Eiser kwam destijds evenmin in aanmerking voor een vergunning op grond van artikel 29, eerste lid, sub c, Vw 2000. Eiser is weliswaar getuige geweest van het doden van zijn vader door de rebellen en deze gebeurtenis valt onder de limitatieve opsomming in deel C1/4.2.3. Vc 2000, echter in C1/4.4 V2000 is opgenomen dat de gestelde traumatiserende gebeurtenis een directe reden voor vertrek moet zijn geweest. Hierbij vormt de termijn van zes maanden een omslagpunt in de bewijslastverdeling: bij een vertrek na zes maanden zal een vergunning in beginsel worden geweigerd, tenzij de asielzoeker aannemelijk maakt dat er wel degelijk een verband bestaat tussen de gebeurtenis en het vertrek. Uit de verklaringen van eiser is niet gebleken dat er een verband bestaat tussen de dood van zijn vader in januari 1999 en zijn vertrek van de boerderij in [plaats] in november 2001. Hij heeft niet aannemelijk weten te maken dat hij na de dood van zijn vader weliswaar de intentie had zijn land te verlaten, maar dat de situatie dat niet toeliet. Zo kon hij zich, volgens zijn verklaringen, goed staande houden tijdens zijn verblijf op de boerderij, terwijl hij daar toevallig in contact kwam met de vriend van zijn vader die zijn vertrek naar het buitenland regelde. Bovendien heeft eiser geen concrete feiten en omstandigheden aangevoerd waaruit blijkt dat hij niet eerder zijn land heeft kunnen verlaten.
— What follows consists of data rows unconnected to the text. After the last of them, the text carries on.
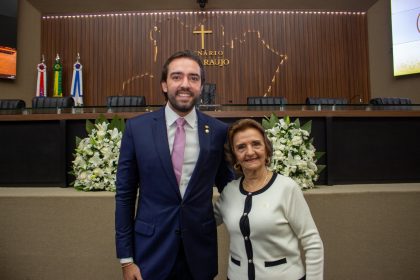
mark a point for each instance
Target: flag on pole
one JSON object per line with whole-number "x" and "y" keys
{"x": 77, "y": 83}
{"x": 41, "y": 81}
{"x": 58, "y": 74}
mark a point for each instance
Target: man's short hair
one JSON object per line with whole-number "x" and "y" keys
{"x": 183, "y": 54}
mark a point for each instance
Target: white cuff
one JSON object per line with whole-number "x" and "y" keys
{"x": 126, "y": 260}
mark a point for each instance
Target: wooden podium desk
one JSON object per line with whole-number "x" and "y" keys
{"x": 363, "y": 144}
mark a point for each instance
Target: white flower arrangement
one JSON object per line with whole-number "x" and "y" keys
{"x": 293, "y": 152}
{"x": 96, "y": 156}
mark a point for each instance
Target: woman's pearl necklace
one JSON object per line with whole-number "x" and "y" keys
{"x": 248, "y": 186}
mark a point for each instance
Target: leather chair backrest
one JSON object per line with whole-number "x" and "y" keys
{"x": 12, "y": 104}
{"x": 126, "y": 101}
{"x": 390, "y": 101}
{"x": 325, "y": 101}
{"x": 52, "y": 102}
{"x": 266, "y": 100}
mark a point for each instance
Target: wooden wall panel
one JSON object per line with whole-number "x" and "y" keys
{"x": 294, "y": 54}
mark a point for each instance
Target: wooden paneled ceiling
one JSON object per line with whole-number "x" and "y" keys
{"x": 98, "y": 6}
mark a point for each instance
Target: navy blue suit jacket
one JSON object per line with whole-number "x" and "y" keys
{"x": 151, "y": 232}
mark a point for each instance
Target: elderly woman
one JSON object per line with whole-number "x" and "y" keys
{"x": 266, "y": 214}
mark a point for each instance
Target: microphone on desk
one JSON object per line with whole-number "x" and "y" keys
{"x": 360, "y": 101}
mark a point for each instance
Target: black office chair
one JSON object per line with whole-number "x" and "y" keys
{"x": 266, "y": 100}
{"x": 12, "y": 104}
{"x": 325, "y": 101}
{"x": 126, "y": 101}
{"x": 208, "y": 94}
{"x": 52, "y": 102}
{"x": 390, "y": 101}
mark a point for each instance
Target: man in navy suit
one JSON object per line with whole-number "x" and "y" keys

Gelet op het bovenstaande concludeert verweerder dat er op het moment waarop de verblijfsvergunning asiel werd verleend geen andere gronden als genoemd in artikel 29 Vw 2000 bestonden, om aan eiser een verblijfsvergunning asiel voor bepaalde tijd te verlenen.
In het kader van de ex-nunc toetsing overweegt verweerder dat gelet op de ongeloofwaardigheid van de aan de feiten ontleende vermoedens er geen aanleiding bestaat om tot het oordeel te komen dat eiser thans te vrezen heeft voor vluchtelingrechtelijke vervolging. Derhalve komt eiser niet in aanmerking voor een verblijfsvergunning asiel op grond van artikel 29, eerste lid, aanhef en onder a Vw 2000.
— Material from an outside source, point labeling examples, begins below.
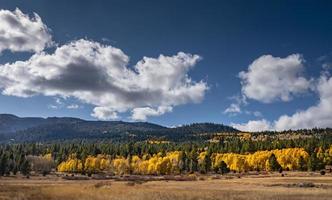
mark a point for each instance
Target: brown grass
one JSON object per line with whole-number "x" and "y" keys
{"x": 272, "y": 187}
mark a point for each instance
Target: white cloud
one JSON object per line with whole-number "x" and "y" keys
{"x": 319, "y": 115}
{"x": 253, "y": 125}
{"x": 104, "y": 113}
{"x": 73, "y": 106}
{"x": 233, "y": 109}
{"x": 272, "y": 78}
{"x": 19, "y": 32}
{"x": 141, "y": 114}
{"x": 98, "y": 74}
Gezien het feit dat verweerder geen geloof hecht aan de aan de feiten ontleende vermoedens bestaat er evenmin aanleiding om tot het oordeel te komen dat eiser bij terugkeer in het land van herkomst om enigerlei reden de bijzondere aandacht van de autoriteiten of derden heeft te verwachten. Voor zover eiser een beroep doet op artikel 3 EVRM in verband met zijn medische klachten wordt overwogen dat hetgeen naar voren is gebracht volstrekt onvoldoende is om aannemelijk te achten dat er sprake is van zeer ernstige medische problemen. Daarmee wordt niet voldaan aan het strenge criterium dat het moet gaan om een ongeneeslijke ziekte die zich in een vergevorderd en direct levensbedreigende fase bevindt. Eiser komt derhalve evenmin in aanmerking voor een verblijfsvergunning asiel op grond van artikel 29, eerste lid, aanhef en onder b, Vw 2000.
In het kader van het beleid inzake artikel 29, aanhef en onder c, Vw 2000 is eerder al overwogen dat uit de verklaringen van eiser, noch uit overige aanwijzingen, is gebleken dat zijn vertrek uit het land van herkomst, verband hield met zodanig traumatische ervaringen, dat van hem daarom in redelijkheid niet kan worden verwacht terug te keren naar het land van herkomst. Voor zover eiser in de zienswijze en tijdens het gehoor een beroep heeft willen doen op de inherente afwijkingsbevoegdheid van artikel 4:84 van de Awb, wordt overwogen dat niet gebleken is van zodanige bijzondere feiten en omstandigheden dat een beslissing overeenkomstig de beleidsregels in dit geval zou leiden tot gevolgen voor eiser, die onevenredig zouden zijn in verhouding met de door de beleidsregels te dienen doelen. Derhalve komt eiser niet in aanmerking voor een verblijfsvergunning asiel op grond van artikel 29, eerste lid, aanhef en onder c, Vw 2000.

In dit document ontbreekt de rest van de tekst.